From The Rocky Mountain News
Secret Service pays visit to Boulder High
By Hector Gutierrez, Rocky Mountain News
November 12, 2004
Bob Dylan's Masters of War is a hard-hitting, anti-war song produced more than 20 years before any current Boulder High School student was born.
More than 40 years after its release, the song has been resurrected at Boulder High with huge and confusing repercussions that prompted Secret Service agents to pay the campus a visit Thursday.
Some students and parents apparently let the Secret Service and talk-radio stations know they were unhappy with the plan of a trio of students to do a poetry reading of the song, accompanied by background music, according to Ron Cabrera, the school's principal.

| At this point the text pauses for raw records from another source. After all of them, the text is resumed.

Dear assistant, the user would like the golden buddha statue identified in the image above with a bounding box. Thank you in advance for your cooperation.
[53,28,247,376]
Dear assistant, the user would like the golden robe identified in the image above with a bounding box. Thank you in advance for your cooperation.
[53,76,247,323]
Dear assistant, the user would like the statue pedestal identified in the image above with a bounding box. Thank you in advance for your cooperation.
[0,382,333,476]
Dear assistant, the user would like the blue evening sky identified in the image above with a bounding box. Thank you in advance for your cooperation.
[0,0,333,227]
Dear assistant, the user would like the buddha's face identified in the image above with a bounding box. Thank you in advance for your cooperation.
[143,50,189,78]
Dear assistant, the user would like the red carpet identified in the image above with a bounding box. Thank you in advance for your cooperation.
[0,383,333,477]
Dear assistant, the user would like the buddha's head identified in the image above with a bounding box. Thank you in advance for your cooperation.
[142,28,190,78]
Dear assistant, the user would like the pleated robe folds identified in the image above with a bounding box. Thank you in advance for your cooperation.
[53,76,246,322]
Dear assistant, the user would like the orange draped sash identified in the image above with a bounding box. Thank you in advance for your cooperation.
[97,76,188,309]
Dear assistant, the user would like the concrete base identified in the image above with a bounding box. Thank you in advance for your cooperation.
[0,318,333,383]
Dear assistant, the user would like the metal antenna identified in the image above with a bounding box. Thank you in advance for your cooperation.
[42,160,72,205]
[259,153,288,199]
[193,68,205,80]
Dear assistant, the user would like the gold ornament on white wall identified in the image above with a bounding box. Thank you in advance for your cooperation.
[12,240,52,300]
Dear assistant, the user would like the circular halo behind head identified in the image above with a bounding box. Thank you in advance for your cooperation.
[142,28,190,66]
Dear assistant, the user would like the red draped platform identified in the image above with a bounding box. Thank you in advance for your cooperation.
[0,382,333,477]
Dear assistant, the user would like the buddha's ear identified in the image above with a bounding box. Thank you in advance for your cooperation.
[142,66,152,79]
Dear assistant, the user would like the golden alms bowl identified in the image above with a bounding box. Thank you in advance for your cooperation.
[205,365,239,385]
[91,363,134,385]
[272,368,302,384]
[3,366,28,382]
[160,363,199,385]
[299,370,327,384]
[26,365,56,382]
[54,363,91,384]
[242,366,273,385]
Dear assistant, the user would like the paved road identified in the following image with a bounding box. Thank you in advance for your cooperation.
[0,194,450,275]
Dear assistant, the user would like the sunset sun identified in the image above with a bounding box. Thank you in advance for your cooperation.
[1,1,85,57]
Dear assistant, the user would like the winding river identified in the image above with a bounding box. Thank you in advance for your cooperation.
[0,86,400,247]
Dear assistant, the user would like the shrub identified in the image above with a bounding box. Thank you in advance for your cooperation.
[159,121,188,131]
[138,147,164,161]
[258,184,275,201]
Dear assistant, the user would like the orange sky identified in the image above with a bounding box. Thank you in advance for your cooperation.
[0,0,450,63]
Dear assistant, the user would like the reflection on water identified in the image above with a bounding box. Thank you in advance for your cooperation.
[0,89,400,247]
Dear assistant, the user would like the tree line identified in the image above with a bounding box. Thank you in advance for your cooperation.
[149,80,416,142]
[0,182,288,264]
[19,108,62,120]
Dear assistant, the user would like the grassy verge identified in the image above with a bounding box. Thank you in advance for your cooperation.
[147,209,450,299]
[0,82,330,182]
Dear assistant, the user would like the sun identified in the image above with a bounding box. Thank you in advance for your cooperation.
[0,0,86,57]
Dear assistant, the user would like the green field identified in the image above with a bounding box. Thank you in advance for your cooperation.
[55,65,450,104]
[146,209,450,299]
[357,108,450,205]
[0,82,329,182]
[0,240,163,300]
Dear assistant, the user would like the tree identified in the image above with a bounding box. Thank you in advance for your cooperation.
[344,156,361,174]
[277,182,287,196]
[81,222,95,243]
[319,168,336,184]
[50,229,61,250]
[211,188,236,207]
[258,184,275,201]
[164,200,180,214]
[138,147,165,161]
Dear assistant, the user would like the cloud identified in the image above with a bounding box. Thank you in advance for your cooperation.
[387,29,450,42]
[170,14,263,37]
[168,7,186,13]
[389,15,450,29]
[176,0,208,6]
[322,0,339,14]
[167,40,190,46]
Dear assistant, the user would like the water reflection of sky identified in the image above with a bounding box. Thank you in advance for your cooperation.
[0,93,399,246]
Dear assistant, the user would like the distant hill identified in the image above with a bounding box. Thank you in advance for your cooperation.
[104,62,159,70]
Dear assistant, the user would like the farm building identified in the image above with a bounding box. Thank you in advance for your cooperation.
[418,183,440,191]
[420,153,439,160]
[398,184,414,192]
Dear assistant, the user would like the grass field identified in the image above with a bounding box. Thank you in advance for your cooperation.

Rumors were rampant that during an audition and rehearsal for today's talent show, the students changed Dylan's powerful last verse at the end of the song to say that they hoped that President Bush was going to die.
The last verse begins: "And I hope that you die; And your death'll come soon."
Secret Service agents interviewed Cabrera on Thursday to determine what all the uproar was about and whether any threats were being made against the president's life.
"They were following up and doing their due diligence," Cabrera said of the agents' visit. "They had been receiving calls from the community and, in the course of the talk show, felt like they had heard (the students) inciting physical harm to the president."
Cabrera said he talked to the students and teachers who have been working with them, and he was told the group, which calls itself the Coalition of the Willing, made no reference to Bush.
"I don't know why it surfaced," Cabrera said of the complaints. "I think they're surprised by all the allegations."
Cabrera said he also showed the agents the lyrics of the entire song. The agents appeared to have left satisfied that no bona-fide threat was being directed at the president, he said.
The principal said the students' performance of the song at the talent show upholds their right to express themselves, and he did not think it was inappropriate in a campus setting.
A Secret Service spokesman could not be reached for comment.
Cabrera acknowledged that the group did consider at one time naming itself the "Tali-banned." A teacher persuaded the teens to drop the title because it was offensive, he said.